Mesela, içkinin kendisi bizatihi haramdır ama su helaldir, hayattır hem de.
Ama bir de bunun “tayyib” olması lazım.
Yani “aslı”nda, kendi zatında helal olan her şey bizim için tayyib değildir.
Ne zaman o bize, bizim mülkümüze geçerse o zaman aynı zamanda “tayyib” olur.
Mesela su; bir marketteki su helaldir, ama parasını verip almadan bize tayyib değildir.
Ne zaman ücretini ödersek o bize “tayyib” olur.
Mesela koyun eti helaldir ama birisinin koyunu onun zimmetinde olduğu müddetçe bizim için “tayyib” değildir.
Helaldir ama tayyib değildir.
Tayyib olabilmesi için onun bedelini ödeyip onu kendi mülkiyetimize katmamız lazım.
Kendi mülkiyetimize kattığımız zaman işte hem helaldir hem de tayyibdir.
Daha değişik izahların yanında bizim daha çok üzerinde durduğumuz ve tercih ettiğimiz budur.
Birçok madde “aslı”nda helal değildir, dolayısıyla bizim için tayyib de değildir.
Diyelim ki helal olmayan bir malın ücretini verip alsanız dahi sizin için tayyib olmaz.
Çünkü aslında helal değil.
Dediğimiz gibi, iki unsur var burada; bir, helal olacak yani kendi zatında helal olacak; iki, bizim yememize uygun olacak, tayyib olacak.
Yememizin uygun olması da ya mülkiyet yoluyla ya miras yoluyla ya hibe yoluyla ya ikram yoluyla bize intikal etmiş olacak ki bizim için o temiz olsun, helal olsun.
Kur’ân-ı Kerîm’de “aslı”nda haram olan şeyler birkaç madde olarak sayılmaktadır.
Mesela Mâide Sûresi’nin üçüncü âyet-i kerimesinde, (Meyte (leş), kan, domuz eti, Allah’tan başkası adına boğazlanan… üzerinize haram edilmiştir.) “Meyte”, leş demektir.
Bir hayvan aslında helal olsa bile mesela, usûlüne göre kesilmediği zaman leş hükmündedir.
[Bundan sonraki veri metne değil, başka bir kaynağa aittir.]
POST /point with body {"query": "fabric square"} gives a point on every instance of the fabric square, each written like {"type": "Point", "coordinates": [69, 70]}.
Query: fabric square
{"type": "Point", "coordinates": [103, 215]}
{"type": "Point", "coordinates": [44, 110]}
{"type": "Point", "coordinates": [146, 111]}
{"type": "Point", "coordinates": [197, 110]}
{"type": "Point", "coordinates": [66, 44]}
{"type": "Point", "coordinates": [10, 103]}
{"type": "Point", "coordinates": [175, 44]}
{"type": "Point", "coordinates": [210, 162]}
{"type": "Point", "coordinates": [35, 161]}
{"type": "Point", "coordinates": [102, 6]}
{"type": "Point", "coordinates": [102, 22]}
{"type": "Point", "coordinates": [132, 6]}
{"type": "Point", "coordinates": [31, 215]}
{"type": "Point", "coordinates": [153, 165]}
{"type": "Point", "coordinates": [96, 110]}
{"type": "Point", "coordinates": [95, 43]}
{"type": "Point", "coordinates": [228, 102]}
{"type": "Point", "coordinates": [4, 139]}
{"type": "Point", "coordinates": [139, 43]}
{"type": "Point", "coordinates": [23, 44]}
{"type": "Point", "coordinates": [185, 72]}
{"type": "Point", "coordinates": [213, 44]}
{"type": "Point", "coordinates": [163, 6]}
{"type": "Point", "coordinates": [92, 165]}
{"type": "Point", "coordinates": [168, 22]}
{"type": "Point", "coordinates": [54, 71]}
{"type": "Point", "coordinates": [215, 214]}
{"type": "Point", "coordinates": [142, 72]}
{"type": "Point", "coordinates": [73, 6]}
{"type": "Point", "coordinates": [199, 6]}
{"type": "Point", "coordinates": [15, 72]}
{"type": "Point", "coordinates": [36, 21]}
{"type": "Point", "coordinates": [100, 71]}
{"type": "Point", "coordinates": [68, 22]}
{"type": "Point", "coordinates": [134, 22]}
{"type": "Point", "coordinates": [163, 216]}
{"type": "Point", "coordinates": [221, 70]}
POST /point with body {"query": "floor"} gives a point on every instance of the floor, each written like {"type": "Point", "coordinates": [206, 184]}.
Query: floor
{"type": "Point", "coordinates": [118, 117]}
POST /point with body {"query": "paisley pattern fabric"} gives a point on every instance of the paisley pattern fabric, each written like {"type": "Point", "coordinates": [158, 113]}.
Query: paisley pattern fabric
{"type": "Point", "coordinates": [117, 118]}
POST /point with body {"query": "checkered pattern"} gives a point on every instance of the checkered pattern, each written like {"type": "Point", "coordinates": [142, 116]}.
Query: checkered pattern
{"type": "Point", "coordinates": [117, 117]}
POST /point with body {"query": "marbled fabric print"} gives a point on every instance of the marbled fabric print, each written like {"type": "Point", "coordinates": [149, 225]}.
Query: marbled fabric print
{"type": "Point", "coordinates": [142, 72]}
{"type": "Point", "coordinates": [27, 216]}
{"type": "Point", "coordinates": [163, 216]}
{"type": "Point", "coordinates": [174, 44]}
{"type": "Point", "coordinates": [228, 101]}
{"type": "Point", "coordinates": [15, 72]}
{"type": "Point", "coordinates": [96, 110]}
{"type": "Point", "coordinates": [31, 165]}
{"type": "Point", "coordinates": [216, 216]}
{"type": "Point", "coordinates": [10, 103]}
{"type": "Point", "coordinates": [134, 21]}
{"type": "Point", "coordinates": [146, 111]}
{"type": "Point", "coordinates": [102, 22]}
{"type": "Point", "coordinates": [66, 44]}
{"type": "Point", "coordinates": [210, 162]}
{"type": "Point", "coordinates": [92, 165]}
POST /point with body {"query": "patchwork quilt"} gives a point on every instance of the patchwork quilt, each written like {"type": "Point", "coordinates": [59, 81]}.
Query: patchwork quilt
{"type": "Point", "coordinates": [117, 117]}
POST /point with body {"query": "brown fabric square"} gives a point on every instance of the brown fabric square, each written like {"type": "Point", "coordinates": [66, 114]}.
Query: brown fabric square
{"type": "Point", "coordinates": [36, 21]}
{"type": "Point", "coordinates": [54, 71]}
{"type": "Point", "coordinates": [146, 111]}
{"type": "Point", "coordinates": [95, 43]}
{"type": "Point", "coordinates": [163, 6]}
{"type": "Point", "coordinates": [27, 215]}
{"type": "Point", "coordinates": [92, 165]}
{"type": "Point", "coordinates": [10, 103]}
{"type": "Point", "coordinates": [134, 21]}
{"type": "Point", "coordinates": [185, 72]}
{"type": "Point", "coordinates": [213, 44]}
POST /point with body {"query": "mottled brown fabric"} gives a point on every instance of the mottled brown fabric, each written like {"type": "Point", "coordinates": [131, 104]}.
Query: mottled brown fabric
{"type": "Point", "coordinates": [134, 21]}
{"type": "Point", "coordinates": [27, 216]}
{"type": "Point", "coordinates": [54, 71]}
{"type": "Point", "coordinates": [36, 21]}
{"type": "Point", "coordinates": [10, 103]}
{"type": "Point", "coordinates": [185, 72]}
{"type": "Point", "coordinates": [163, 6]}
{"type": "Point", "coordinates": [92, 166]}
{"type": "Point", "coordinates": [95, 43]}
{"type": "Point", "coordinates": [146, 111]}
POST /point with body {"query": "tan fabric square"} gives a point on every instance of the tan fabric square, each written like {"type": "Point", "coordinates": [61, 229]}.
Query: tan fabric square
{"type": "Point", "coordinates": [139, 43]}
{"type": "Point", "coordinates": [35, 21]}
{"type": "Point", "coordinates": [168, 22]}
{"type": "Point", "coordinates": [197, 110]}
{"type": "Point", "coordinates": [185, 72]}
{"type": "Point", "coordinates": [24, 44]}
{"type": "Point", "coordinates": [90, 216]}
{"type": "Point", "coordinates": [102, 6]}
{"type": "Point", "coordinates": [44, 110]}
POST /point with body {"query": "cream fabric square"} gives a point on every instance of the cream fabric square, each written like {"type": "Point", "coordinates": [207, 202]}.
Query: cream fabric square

Bunu Allah, haram etmiştir. dediğimiz şekilde yani kendi kendine ecelinden ölse de meytedir, leştir.
Besmelesiz kesildiğinde de leş durumundadır.
Âyet-i kerîmede haram kılınan başka şeyler de var; kan haram edildi, domuz eti haram edildi, Allah’tan başkasının adı söylenerek boğazlanan, kesilen hayvan da haram edildi.
Ayrıca ilave olarak farklı âyet-i kerîmelerden cemederek şunları da söyleyebiliriz; boğularak ölen hayvan haram edildi, karşıdan bir şey atarak, sert bir cisim atarak öldürülen hayvanın eti haram edildi, uçurumdan yuvarlanıp ölen hayvanın eti haram edildi, iki hayvan dövüşürken boynuzlayarak birinin diğerini öldürmesi durumunda ölen hayvan haram edildi, bir de yırtıcı hayvan, yaban hayvanının saldırarak öldürdüğü hayvanın kalan eti haram edildi, ancak ölmeden yetişip besmele ile onu tezkiye ederseniz o hariç diyor Allah Teâlâ.
Baktığınız zaman Kur’ân-ı Kerîm’de ismen haram edilen tek hayvan, domuzdur.
Ama eti yenilmesi haram edilen hayvan, domuzla sınırlı değil tabii.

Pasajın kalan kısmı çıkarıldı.